4.5. Helper Components Reference

class rlgraph.components.helpers.MemSegmentTree(values, capacity, operator=<built-in function add>)[source]

Bases: object

In-memory Segment tree for prioritized replay.

Note: The pure TensorFlow segment tree is much slower because variable updating is expensive, and in scenarios like Ape-X, memory and update are separated processes, so there is little to be gained from inserting into the graph.

get(index)[source]

Reads an item from the segment tree.

Args:
index (int):

Returns: The element.

get_min_value(start=0, stop=None)[source]

Returns min value of storage variable.

get_sum(start=0, stop=None)[source]

Returns sum value of storage variable.

index_of_prefixsum(prefix_sum)[source]

Identifies the highest index which satisfies the condition that the sum over all elements from 0 till the index is <= prefix_sum.

Args:
prefix_sum .float): Upper bound on prefix we are allowed to select.
Returns:
int: Index/indices satisfying prefix sum condition.
insert(index, element)[source]

Inserts an element into the segment tree by determining its position in the tree.

Args:
index (int): Insertion index. element (any): Element to insert.
reduce(start, limit, reduce_op=<built-in function add>)[source]

Applies an operation to specified segment.

Args:
start (int): Start index to apply reduction to. limit (end): End index to apply reduction to. reduce_op (Union(operator.add, min, max)): Reduce op to apply.
Returns:
Number: Result of reduce operation
class rlgraph.components.helpers.SegmentTree(storage_variable, capacity=1048)[source]

Bases: object

TensorFlow Segment tree for prioritized replay.

get(index)[source]

Reads an item from the segment tree.

Args:
index (int):

Returns: The element.

get_min_value()[source]

Returns min value of storage variable.

get_sum()[source]

Returns sum value of storage variable.

index_of_prefixsum(prefix_sum)[source]

Identifies the highest index which satisfies the condition that the sum over all elements from 0 till the index is <= prefix_sum.

Args:
prefix_sum .float): Upper bound on prefix we are allowed to select.
Returns:
int: Index/indices satisfying prefix sum condition.
insert(index, element, insert_op=<function add>)[source]
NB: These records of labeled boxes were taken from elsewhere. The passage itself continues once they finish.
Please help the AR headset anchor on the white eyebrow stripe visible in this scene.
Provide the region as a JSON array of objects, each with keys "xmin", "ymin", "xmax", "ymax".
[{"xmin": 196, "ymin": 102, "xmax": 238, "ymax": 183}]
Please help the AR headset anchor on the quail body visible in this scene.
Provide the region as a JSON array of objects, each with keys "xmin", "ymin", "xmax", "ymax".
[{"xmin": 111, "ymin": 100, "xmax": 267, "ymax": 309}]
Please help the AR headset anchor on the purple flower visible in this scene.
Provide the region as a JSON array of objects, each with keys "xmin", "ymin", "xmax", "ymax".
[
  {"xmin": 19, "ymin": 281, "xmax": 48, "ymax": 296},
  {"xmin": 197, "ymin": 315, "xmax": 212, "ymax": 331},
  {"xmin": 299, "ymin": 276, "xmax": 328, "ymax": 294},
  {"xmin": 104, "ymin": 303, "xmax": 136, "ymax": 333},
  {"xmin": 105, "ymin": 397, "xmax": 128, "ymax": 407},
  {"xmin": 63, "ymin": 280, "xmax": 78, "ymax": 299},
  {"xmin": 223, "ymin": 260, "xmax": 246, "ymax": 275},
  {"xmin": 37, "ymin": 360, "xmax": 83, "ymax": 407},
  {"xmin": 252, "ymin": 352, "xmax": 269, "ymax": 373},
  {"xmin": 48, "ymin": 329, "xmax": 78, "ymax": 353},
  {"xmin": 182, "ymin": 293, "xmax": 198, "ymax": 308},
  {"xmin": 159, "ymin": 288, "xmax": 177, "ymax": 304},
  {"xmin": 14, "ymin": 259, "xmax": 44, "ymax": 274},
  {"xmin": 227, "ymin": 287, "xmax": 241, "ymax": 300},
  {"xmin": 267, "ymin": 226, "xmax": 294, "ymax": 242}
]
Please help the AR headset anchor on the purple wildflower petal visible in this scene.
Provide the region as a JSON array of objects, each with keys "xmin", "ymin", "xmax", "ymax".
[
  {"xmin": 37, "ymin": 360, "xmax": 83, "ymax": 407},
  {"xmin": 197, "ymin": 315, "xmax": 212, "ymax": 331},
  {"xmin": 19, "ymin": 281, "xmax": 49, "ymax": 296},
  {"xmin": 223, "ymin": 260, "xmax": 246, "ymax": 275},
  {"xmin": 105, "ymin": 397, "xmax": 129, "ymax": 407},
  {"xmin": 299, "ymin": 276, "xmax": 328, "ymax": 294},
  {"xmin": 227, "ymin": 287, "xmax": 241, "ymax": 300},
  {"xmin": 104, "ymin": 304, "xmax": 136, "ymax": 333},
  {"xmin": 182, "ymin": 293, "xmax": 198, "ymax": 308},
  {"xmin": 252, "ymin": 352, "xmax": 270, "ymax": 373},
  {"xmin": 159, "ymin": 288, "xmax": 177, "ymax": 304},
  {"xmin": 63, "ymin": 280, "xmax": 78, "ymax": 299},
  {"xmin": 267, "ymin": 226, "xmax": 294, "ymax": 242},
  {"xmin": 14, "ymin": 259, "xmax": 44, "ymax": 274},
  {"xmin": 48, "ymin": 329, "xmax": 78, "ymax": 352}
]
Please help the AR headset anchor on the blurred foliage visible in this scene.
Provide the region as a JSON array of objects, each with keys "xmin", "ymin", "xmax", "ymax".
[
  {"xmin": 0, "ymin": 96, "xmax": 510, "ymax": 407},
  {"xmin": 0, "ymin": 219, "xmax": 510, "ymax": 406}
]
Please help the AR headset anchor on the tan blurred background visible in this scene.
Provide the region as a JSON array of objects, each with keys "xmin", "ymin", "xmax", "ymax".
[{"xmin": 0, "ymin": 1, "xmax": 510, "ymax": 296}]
Inserts an element into the segment tree by determining its position in the tree.

Args:
index (int): Insertion index. element (any): Element to insert. insert_op (Union(tf.add, tf.minimum, tf, maximum)): Insert operation on the tree.
reduce(start, limit, reduce_op=<function add>)[source]

Applies an operation to specified segment.

Args:
start (int): Start index to apply reduction to. limit (end): End index to apply reduction to. reduce_op (Union(tf.add, tf.minimum, tf.maximum)): Reduce op to apply.
Returns:
Number: Result of reduce operation
class rlgraph.components.helpers.SoftMax(scope='softmax', **kwargs)[source]

Bases: rlgraph.components.component.Component

A simple softmax component that translates logits into probabilities (and log-probabilities).

API:
apply(logits) -> returns probabilities (softmaxed) and log-probabilities.
class rlgraph.components.helpers.VTraceFunction(rho_bar=1.0, rho_bar_pg=1.0, c_bar=1.0, device='/device:CPU:0', scope='v-trace-function', **kwargs)[source]

Bases: rlgraph.components.component.Component

A Helper Component that contains a graph_fn to calculate V-trace values from importance ratios (rhos). Based on [1] and coded analogously to: https://github.com/deepmind/scalable_agent

[1] IMPALA: Scalable Distributed Deep-RL with Importance Weighted Actor-Learner Architectures - Espeholt, Soyer,
Munos et al. - 2018 (https://arxiv.org/abs/1802.01561)
check_input_spaces(input_spaces, action_space=None)[source]

Should check on the nature of all in-Sockets Spaces of this Component. This method is called automatically by the Model when all these Spaces are know during the Model’s build time.

Args:
input_spaces (Dict[str,Space]): A dict with Space/shape information.
keys=in-Socket name (str); values=the associated Space
action_space (Optional[Space]): The action Space of the Agent/GraphBuilder. Can be used to construct and
connect more Components (which rely on this information). This eliminates the need to pass the action Space information into many Components’ constructors.